I already have an inline pump added. Or any mk3 guys , what pumps are you using??


----------



## Ultraflux3 (Mar 14, 2003)

I fit a Bosch 040 in a stock Pierburg housing, wasn't that hard.


----------



## sp_golf (Nov 28, 2007)

Don't really need an upgraded intank pump until at least 500+hp, with a corrado pump it should be even more. Fuel pumps flow A LOT more when there's no pressure at the outlet.
I know for sure Walbros can be made to fit. There's a company called Racetronix up here that does them, but you can probably DIY.


----------



## super73vw (Aug 28, 2007)

Im only wondering for when my pump fails ill have a replacment ready. Pump is oe and getting tired


----------



## VEE-DUBBER (Nov 22, 2000)

Check out schimmels in tank pump setup. Supposedly cures the under 1/4 tank starvation issue that all drop in pumps have. Then no in line needed. 

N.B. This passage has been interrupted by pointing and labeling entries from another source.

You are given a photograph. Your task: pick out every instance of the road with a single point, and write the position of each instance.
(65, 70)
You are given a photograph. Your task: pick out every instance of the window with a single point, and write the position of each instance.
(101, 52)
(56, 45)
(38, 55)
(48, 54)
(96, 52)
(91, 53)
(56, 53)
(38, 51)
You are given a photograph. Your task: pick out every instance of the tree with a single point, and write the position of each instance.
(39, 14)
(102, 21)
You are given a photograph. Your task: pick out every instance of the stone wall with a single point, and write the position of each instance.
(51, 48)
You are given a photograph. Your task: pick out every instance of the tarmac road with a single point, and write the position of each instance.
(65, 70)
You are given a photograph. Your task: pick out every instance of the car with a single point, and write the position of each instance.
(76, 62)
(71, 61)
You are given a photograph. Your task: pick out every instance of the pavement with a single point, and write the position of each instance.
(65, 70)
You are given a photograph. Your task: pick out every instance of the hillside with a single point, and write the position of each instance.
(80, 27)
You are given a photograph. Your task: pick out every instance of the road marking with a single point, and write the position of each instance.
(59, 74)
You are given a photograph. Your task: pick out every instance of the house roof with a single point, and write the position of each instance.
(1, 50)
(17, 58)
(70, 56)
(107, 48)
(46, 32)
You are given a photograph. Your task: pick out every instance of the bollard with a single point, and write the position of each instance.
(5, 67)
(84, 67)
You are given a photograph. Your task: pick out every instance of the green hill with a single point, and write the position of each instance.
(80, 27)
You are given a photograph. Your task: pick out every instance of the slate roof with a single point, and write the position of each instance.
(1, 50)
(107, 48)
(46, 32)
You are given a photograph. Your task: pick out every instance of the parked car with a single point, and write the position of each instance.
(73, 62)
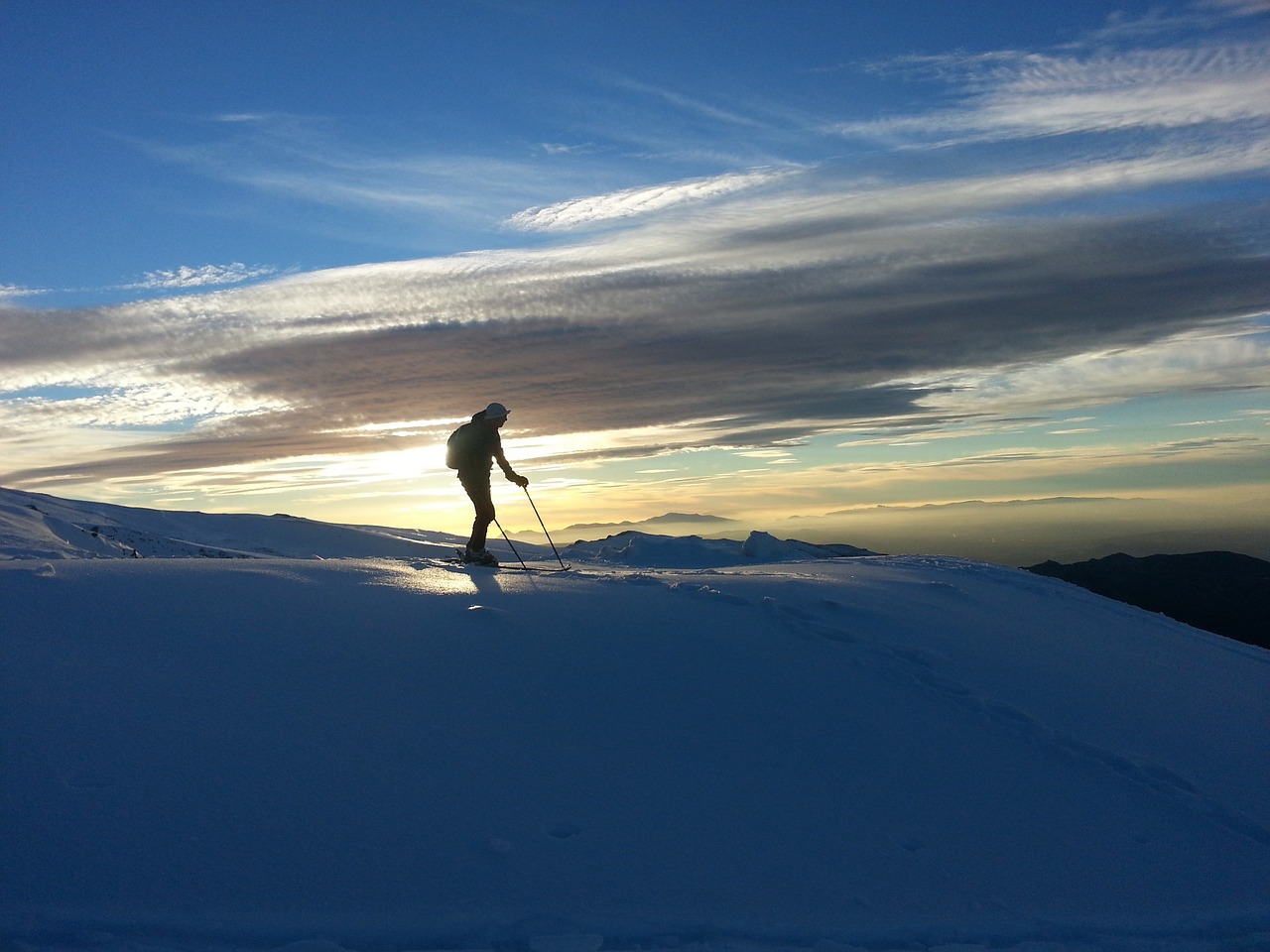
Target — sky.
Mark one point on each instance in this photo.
(978, 278)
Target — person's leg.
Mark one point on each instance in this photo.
(484, 506)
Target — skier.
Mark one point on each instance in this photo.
(472, 449)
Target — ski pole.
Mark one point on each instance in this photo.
(509, 542)
(544, 526)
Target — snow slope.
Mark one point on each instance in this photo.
(774, 751)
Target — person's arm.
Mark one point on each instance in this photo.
(507, 468)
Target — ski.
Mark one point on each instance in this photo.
(545, 569)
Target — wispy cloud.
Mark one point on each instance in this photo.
(200, 277)
(12, 293)
(793, 301)
(592, 209)
(1017, 95)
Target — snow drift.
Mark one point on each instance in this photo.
(770, 751)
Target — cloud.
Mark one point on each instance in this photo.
(204, 276)
(1019, 95)
(581, 212)
(788, 304)
(12, 293)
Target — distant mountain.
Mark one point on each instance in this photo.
(1225, 593)
(672, 522)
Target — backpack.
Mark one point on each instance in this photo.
(457, 444)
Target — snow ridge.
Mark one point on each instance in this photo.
(680, 744)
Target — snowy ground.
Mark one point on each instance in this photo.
(677, 744)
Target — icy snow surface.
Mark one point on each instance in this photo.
(677, 744)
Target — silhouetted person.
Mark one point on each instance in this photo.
(472, 449)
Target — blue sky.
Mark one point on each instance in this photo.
(781, 263)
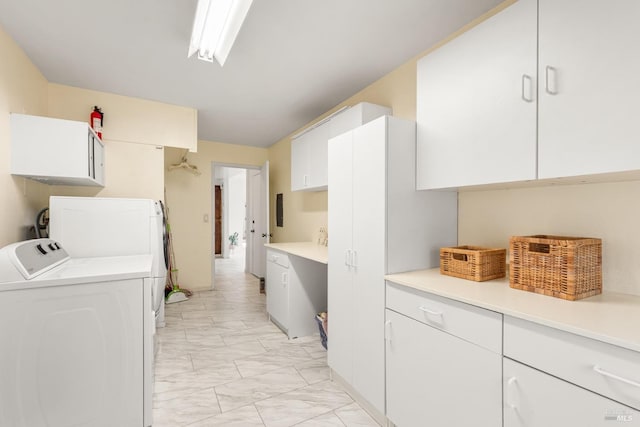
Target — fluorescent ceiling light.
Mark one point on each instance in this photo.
(215, 28)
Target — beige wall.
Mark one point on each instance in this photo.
(23, 89)
(134, 135)
(305, 212)
(487, 218)
(188, 199)
(128, 119)
(134, 152)
(609, 211)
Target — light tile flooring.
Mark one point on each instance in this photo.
(221, 362)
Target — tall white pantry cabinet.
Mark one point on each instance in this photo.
(379, 224)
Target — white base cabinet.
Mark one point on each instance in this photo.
(440, 371)
(56, 151)
(379, 224)
(534, 398)
(296, 291)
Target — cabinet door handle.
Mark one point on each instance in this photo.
(601, 371)
(551, 80)
(387, 330)
(527, 92)
(347, 258)
(509, 401)
(431, 312)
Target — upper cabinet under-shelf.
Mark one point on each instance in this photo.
(309, 165)
(56, 151)
(542, 90)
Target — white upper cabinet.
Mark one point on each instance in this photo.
(589, 91)
(356, 116)
(478, 95)
(476, 109)
(309, 160)
(56, 151)
(309, 163)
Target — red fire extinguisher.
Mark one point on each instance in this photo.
(96, 120)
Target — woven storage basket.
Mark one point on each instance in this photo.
(473, 262)
(563, 267)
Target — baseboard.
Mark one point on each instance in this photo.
(378, 416)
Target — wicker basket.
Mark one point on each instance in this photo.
(563, 267)
(473, 262)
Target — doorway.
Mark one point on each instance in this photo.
(240, 226)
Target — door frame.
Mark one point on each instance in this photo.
(215, 165)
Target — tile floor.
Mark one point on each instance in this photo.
(221, 362)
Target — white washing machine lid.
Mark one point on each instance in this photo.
(24, 265)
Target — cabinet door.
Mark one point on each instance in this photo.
(98, 161)
(588, 68)
(278, 293)
(318, 161)
(369, 235)
(340, 287)
(437, 379)
(533, 398)
(476, 109)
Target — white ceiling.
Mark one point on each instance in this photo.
(292, 61)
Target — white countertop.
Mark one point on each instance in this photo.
(309, 250)
(610, 317)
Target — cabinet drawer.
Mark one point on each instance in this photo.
(606, 369)
(473, 324)
(278, 258)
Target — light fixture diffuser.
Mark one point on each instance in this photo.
(215, 28)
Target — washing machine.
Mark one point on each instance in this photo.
(76, 338)
(103, 226)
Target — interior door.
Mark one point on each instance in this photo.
(218, 219)
(258, 220)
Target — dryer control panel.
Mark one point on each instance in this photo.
(30, 258)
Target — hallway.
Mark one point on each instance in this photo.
(221, 362)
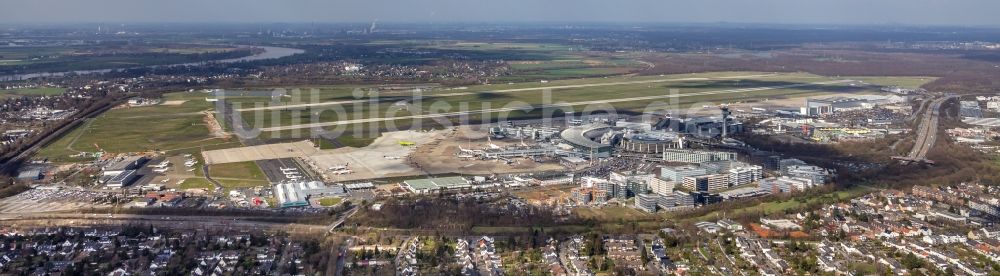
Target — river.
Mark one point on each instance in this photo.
(269, 53)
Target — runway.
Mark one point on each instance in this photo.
(507, 109)
(556, 87)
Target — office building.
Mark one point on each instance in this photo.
(647, 202)
(677, 174)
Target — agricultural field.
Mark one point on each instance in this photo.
(36, 91)
(92, 57)
(177, 125)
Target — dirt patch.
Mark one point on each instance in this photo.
(388, 156)
(442, 156)
(213, 125)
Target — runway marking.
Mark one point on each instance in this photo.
(495, 110)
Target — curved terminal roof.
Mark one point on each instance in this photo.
(652, 137)
(580, 135)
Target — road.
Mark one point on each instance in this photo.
(166, 221)
(344, 218)
(557, 105)
(555, 87)
(344, 255)
(927, 130)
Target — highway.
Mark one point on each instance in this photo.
(167, 221)
(556, 105)
(555, 87)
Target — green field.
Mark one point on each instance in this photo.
(905, 82)
(241, 170)
(442, 100)
(37, 91)
(91, 57)
(229, 184)
(330, 201)
(173, 128)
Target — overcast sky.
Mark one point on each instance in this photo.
(913, 12)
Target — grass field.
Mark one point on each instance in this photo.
(139, 129)
(70, 58)
(240, 170)
(329, 201)
(37, 91)
(582, 90)
(197, 183)
(229, 184)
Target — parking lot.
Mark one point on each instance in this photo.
(39, 201)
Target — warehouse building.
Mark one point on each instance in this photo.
(297, 194)
(816, 174)
(824, 106)
(697, 157)
(592, 140)
(745, 175)
(123, 179)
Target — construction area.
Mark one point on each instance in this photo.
(387, 156)
(445, 155)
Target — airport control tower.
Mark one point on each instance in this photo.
(725, 120)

My newish stock pump was leaning out at 17psi on a t04e 57 trim. My guess was mid/high 300s power wise.
Added a surge tank and 044 inline I had and most likely will never take the car past the fueling capability now. It is now a solid 10.9-11.2 AFR at 24psi. This is on a mk3 3bar fpr. Stock lines.


----------



## meximan (Jan 25, 2011)

^ this one?

http://www.spturbo.com/onlinestore/index.php/tuning-and-fuel/pump/mk3-intake-fuel-pump.html

although i dont understand this :

Finally, there is no reason to be adding an in-line fuel pump on your Volkswagen. The old-school way of adding a larger hi volume in-line pump after your stock old O.E.M. makes no sense at all. Why would you use a smaller less flowing pump to be a larger one???? As of today you do not have to answer that question with this Schimmel Performance upgrade.


^ Still using the same bosch pump as the in tank??


----------



## meximan (Jan 25, 2011)

wait..im stupid...The single was in tank as well lol...

bosch flows 300

walbro 255


----------



## Ultraflux3 (Mar 14, 2003)

http://forums.vwvortex.com/showthread.php?6858830-Aftermarket-intank-Fuel-pump-solutions


http://radiumauto.com/media/techarticle-page.php?Radium-s-Ultimate-Fuel-Pump-Test-87


My old thread and a fuel pump comparison


----------



## MK3.OT (May 4, 2010)

Would like to hear from somebody using that SP pump.


----------



## CasuallyWreckless (Aug 27, 2007)

MK3.OT said:


> Would like to hear from somebody using that SP pump.


X2


----------